Tears were streaming down my face now, and I didn't even try to stop them. Three days of biological intensity had stripped away every defense I'd built, leaving me raw and exposed in ways that had nothing to do with the fact that I was still naked except for someone's shirt.

"I don't know how to do this," I admitted. "How to be yours without losing myself."

"Then we figure it out together," Nova said simply. "Day by day. Choice by choice."

"What if the internet's right? What if this is just hormones and proximity and really good marketing?"

"Then we'll have had three incredible days," Ghost said, and the pragmatism of it somehow helped. "But I don't think that's all this is."

"How can you be sure?"

"Because I haven't let anyone touch me since my first pack died," he said quietly, and the admission hung in the air like a physical presence. “Years of nothing. No casual contact, nothing. But you... you walked into that convention room and my body remembered what it was like to want to belong to someone."

"We all have our damage," Nova added. "I've been so focused on control that I forgot what it felt like to let go. Milo stress-bakes when he can't fix things. Crash literally cannot sit still when he's anxious. Blitz has been performing 'himbo' for so long he forgot that he's actually brilliant. We're all broken in our own ways."

"So we're trauma bonding?" I asked, trying for humor but landing somewhere closer to hope.

"We're bonding," Milo corrected. "The trauma's just seasoning."

"Seasoning." I looked at him incredulously. "You did not just compare our psychological damage to seasoning."

"Good seasoning enhances the natural flavors," he said with a perfectly straight face. "Too much and you ruin the dish. Too little and it's bland. We've all got just enough trauma to make us interesting without being toxic."

"That's either the worst or best analogy I've ever heard," I said, and realized I was actually smiling.

"Both," Crash decided. "It's both. Like us. We're going to be both amazing and terrible and everything in between."

I looked around the nest at five Alphas who'd just spent three days proving they could handle me at my most vulnerable, who'd refused to take advantage even when I'd begged them to, who were sharing their own fears as freely as they'd shared their bodies.

"I still don't know your middle names," I pointed out weakly.

"We told you those already," Nova said with fond exasperation. "During the height of your heat, so you probably don't remember."

"Tell me again?"

And they did, going around the circle. James, Gabriel, Theodore, Luis, and Wolfgang ("Still embarrassing," Blitz muttered). Somehow knowing those small details made them feel more real. More permanent. More frightening.

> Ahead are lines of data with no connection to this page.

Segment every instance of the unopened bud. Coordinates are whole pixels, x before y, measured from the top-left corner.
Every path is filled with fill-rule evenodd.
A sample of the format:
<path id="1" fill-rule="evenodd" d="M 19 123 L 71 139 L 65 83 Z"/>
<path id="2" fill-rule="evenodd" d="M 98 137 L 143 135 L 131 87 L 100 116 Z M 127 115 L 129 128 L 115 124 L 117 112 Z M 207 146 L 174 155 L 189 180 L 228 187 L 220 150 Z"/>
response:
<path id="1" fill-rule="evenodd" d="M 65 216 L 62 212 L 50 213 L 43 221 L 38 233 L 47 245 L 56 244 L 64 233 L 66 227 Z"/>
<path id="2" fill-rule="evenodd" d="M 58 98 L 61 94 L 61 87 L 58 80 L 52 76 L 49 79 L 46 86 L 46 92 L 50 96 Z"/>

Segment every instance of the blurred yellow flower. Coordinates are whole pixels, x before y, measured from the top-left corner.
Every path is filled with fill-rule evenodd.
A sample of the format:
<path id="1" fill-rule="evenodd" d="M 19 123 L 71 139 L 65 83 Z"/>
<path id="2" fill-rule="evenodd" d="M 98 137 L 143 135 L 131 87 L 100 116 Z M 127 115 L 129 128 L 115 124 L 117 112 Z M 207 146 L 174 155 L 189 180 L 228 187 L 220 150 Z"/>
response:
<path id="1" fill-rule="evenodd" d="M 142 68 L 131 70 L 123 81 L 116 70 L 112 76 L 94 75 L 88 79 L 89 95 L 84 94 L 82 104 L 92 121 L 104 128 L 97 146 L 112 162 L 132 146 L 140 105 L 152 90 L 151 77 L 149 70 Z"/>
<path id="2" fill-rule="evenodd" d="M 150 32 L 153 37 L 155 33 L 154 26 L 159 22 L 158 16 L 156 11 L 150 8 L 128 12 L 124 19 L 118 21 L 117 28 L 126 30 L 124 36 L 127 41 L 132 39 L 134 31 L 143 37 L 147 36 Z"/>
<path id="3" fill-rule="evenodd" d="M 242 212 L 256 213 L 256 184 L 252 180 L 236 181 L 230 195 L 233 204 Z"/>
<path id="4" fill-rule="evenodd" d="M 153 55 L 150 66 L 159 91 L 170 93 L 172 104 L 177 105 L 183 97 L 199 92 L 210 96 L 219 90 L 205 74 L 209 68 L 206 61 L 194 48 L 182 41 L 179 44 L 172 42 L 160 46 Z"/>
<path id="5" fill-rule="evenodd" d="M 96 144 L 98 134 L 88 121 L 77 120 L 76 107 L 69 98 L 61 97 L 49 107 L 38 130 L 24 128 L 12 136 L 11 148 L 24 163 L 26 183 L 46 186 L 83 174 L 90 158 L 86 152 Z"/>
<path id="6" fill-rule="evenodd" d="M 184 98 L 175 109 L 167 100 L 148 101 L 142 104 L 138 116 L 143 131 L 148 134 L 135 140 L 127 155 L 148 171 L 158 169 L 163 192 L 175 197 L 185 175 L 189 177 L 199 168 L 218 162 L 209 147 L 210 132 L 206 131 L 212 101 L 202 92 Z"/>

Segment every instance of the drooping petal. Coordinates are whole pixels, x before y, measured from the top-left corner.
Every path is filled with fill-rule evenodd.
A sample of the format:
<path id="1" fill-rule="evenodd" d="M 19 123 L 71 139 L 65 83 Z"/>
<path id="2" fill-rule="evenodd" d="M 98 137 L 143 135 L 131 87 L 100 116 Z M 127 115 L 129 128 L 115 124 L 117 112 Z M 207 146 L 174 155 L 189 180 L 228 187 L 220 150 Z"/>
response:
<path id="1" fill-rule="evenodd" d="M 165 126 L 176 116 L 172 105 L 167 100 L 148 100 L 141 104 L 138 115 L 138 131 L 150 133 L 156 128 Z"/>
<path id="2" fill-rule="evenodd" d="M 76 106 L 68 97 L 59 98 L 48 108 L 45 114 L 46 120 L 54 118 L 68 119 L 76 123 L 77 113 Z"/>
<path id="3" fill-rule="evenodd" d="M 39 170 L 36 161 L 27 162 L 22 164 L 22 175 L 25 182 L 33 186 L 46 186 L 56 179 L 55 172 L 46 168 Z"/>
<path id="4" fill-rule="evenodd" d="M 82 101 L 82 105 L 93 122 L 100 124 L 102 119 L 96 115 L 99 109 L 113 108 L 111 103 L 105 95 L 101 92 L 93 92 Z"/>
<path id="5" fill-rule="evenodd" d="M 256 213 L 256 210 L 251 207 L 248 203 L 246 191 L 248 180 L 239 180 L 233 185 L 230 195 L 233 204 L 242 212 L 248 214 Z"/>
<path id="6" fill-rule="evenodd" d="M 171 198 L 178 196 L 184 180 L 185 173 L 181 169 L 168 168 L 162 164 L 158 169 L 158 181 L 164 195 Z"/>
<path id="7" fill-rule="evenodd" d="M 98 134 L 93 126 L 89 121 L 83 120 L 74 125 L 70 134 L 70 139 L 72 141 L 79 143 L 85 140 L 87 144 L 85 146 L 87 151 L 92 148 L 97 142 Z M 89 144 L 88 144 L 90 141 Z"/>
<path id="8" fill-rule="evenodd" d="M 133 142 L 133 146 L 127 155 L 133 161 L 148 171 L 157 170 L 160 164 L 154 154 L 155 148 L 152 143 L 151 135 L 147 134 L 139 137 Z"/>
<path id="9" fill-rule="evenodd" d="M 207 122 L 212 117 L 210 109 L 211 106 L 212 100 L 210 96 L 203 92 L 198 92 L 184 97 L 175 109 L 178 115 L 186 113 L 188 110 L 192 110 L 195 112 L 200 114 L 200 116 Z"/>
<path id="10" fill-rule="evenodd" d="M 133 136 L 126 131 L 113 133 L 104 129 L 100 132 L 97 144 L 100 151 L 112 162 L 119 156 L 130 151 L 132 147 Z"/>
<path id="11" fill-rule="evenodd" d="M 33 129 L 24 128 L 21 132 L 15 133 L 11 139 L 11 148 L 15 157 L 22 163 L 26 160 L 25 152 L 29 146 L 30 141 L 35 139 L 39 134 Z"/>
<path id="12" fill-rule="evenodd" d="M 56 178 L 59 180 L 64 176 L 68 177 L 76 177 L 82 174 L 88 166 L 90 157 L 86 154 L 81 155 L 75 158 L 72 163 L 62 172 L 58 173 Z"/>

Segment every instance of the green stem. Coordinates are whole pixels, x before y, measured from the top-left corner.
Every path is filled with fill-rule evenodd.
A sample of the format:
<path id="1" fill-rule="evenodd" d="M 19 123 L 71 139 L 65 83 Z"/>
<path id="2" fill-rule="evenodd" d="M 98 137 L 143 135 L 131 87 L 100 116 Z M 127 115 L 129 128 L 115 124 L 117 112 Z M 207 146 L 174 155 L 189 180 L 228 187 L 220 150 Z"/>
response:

"I want to try," I heard myself saying. "To see what this is without the heat. Without the pressure. Just... us."

"That's all we want," Nova assured me. "A chance."

"But I need to maintain my own space too. My own life. My brand?—"

"We wouldn't want you to change that," Milo interrupted. "Your independence is part of what makes you... you."

"Even if I use our relationship for content?" I challenged.

"Especially then," Crash grinned. "Think of the views, Callie. The drama. The engagement metrics."

"You're all insane," I decided.

"Probably," Nova agreed. "But we're your kind of insane."